Multiple inheritance is best avoided for clarity (multiple interface inheritance is OK). Operator overloading is rarely useful and often abused. Java is a strongly typed language and this is not going to change ("dynamical typing" doesn't mean anything by the way).

Some of these points are misinformed and you missed out the things that bug people most about Java, the lack of deterministic finalisation and direct memory control, so it looks like your intellect is not superior after all. People who really do have superior intellect do not need to boast about it, it shows through in the things they do and say.

And that is the biggest problem.

[khasim]

It isn't which is really more "vulnerable".

It is how you define your criteria as to what is "vulnerable" and what is "safe".

They would have done a LOT better in just sticking to the design of each instead of counting admitted vulnerabilities and patches.

Microsoft has been known to sit on vulnerabilities for a LONG time (http://www.eeye.com/html/research/upcoming/index. html

Security starts with the security model.
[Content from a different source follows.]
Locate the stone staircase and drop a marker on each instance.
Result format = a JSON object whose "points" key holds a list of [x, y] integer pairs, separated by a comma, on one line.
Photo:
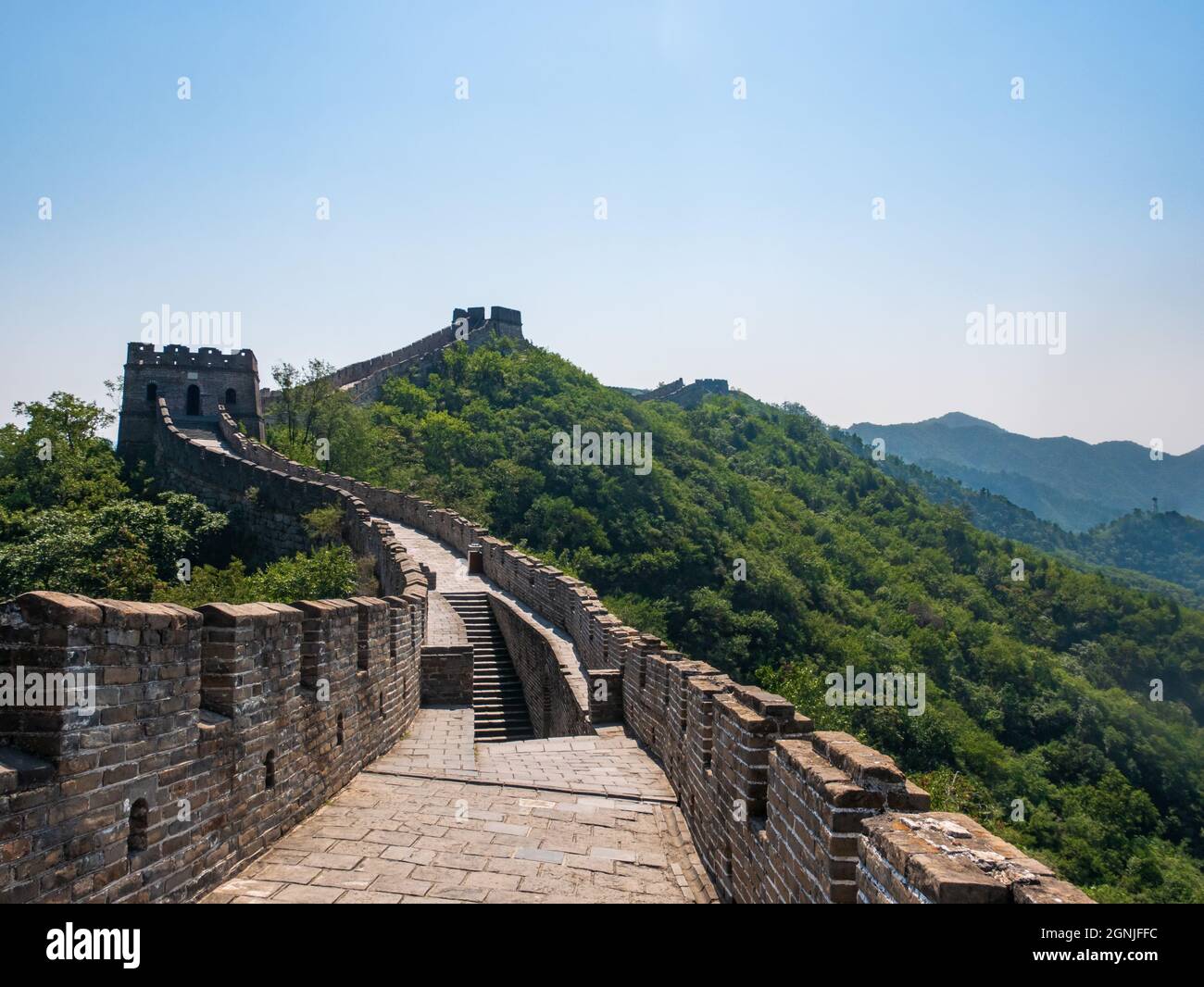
{"points": [[498, 706]]}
Here is where you'll see patches to disable stuff in a flawed model. You cannot just count the patches here, but they are useful for evaluating the model itself.

Then that model has to be implemented in code. This is where you'll see bug fixes for code errors.

The last thing to look at is any application built by someone else on that platform.

And one last item to consider. Any platform is only as "secure" as the level beneath it. If .Net can be exploited by a vulnerability in Windows, then it can be exploited. This is particularly important because Microsoft builds both platforms.

Here is where they get it wrong on Java:

Both platforms need some way of bootstrapping to install the initial classes and loading mechanisms. Java 1.0 used a trusted file path that gave full trust to any class stored on the path. Code on the system CLASSPATH was fully trusted, so problems occurred when untrusted code could be installed on the CLASSPATH [15]. Java 2 treats code found on the CLASSPATH as any other code, but maintains backwards compatibility by using the bootclasspath to identify completely trusted code necessary to bootstrap the class loader.

So, if Windows is compromised and code inserted to Java to run, then Java is at fault ... but if Windows is compromised and code is inserted for .Net to run, then that shouldn't count because the compromise happened before .Net was running.

Either you count it as a flaw in both, or you don't count it for either.